With 6° of Grouponation, we’ll chat with employees who have hit their six-year mark—an impressive milestone for Groupon. Shinji, currently an Engineering Director, has seen Groupon’s technology group evolve immensely since starting his career here.
Title: Engineering Director
Start Date: May of 2009
What is your title and what do you do?
I’m an Engineering Director, so I manage Engineers and Product Managers here in Chicago as well as two teams in Berlin. All of these technology teams are part of our “commerce platform,” essentially e-commerce sub-systems.
We have many software systems for different segments of the business:
- Finance and accounting automation for merchant payments
- “Deal catalog” which is sort of an aggregation of all the deals we run across the different businesses
- Voucher inventory services, which are basically the same thing but on a unit level (for Local its vouchers, Goods it’s products, Getaways it’s bookings, etc.)
- Our deal management API and internal deal management tools
So what was Groupon like in 2009?
The Point had just started hiring for Groupon when I came on board. At that time, there were about 20 people total and I think five of us had started that week. The main focus was still The Point—essentially, Groupon felt like a new project that was starting to work. About six months in, it was obvious that Groupon was the future of the company.
And what was Tech like in 2009, specifically?

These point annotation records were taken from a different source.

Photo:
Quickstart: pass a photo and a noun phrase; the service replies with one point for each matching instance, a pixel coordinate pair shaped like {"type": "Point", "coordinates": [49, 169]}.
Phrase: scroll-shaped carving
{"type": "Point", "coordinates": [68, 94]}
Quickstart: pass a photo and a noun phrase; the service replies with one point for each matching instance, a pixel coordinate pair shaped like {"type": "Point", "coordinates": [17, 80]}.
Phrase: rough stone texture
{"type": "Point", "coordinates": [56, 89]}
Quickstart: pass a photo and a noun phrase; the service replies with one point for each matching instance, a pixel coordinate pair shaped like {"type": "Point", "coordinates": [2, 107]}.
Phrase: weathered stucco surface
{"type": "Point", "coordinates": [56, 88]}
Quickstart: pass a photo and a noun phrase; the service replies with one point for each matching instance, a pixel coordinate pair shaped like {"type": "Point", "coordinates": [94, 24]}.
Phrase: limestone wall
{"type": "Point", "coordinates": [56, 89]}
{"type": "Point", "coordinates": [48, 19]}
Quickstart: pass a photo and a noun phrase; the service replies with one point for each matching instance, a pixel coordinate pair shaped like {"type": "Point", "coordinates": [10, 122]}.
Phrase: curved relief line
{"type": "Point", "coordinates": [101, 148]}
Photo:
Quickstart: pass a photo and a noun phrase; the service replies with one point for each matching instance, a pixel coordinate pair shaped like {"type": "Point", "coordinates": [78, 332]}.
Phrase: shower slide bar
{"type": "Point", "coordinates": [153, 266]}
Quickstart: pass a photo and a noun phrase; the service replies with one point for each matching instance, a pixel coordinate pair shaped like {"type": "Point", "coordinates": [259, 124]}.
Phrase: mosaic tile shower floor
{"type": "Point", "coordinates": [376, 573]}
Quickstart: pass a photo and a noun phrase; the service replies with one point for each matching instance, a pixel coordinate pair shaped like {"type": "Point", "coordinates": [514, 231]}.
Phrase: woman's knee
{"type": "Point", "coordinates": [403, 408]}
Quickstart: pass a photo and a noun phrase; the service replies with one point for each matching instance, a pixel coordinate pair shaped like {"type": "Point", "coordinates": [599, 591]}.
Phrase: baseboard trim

There were three of us in tech and everything was in classic startup mode: everyone did everything. When I started, The Point was a single Rails app that was built to run community campaigns with tipping points. Groupon was originally launched via WordPress, and every night someone would go in and launch the “deal of the day” as a new post in the blog. My first project was to get Groupon off of WordPress and onto The Point. In the early days we were building features; we were excited when we launched the ability to buy more than 1 unit at a time. That sort of thing.
How has tech changed as an organization since 2009?
From my perspective we’ve gone from doing what a startup does (proving you have something people want to buy), to maintaining that, iterating on it, and building new businesses alongside it. In the beginning it was one piece: the site. Now we have all those other components in place as well to try to improve the life cycle (finance, accounting systems, merchant center, etc.).
What has kept you here for 6 years?
Groupon, which is still very much a growth company even though growth looks different now than it did 3-5 years ago, is a place where things change very quickly. On a professional and personal level, that means a lot of opportunities. I’ve been here six years and I’ve been in many different jobs and teams within the technology department, so it doesn’t feel like it’s been only one job in that sense.
Another thing is the culture. It’s characterized by openness, accessibility, and irreverence. This is a place where people don’t take themselves too seriously, and that’s really important to me.
What advice do you have for someone interested in joining Tech at Groupon?
It’s possible to be professionally rewarded by being aggressively honest. This is a place where people value truth telling. Giving people the benefit of the doubt and creating spaces to tell the truth is a great professional strategy, but it’s hard to do that if you’re at all cynical about relationships, business, corporations, etc. I think if I had been very cynical and cagey about my opinions, it wouldn’t have gone as well.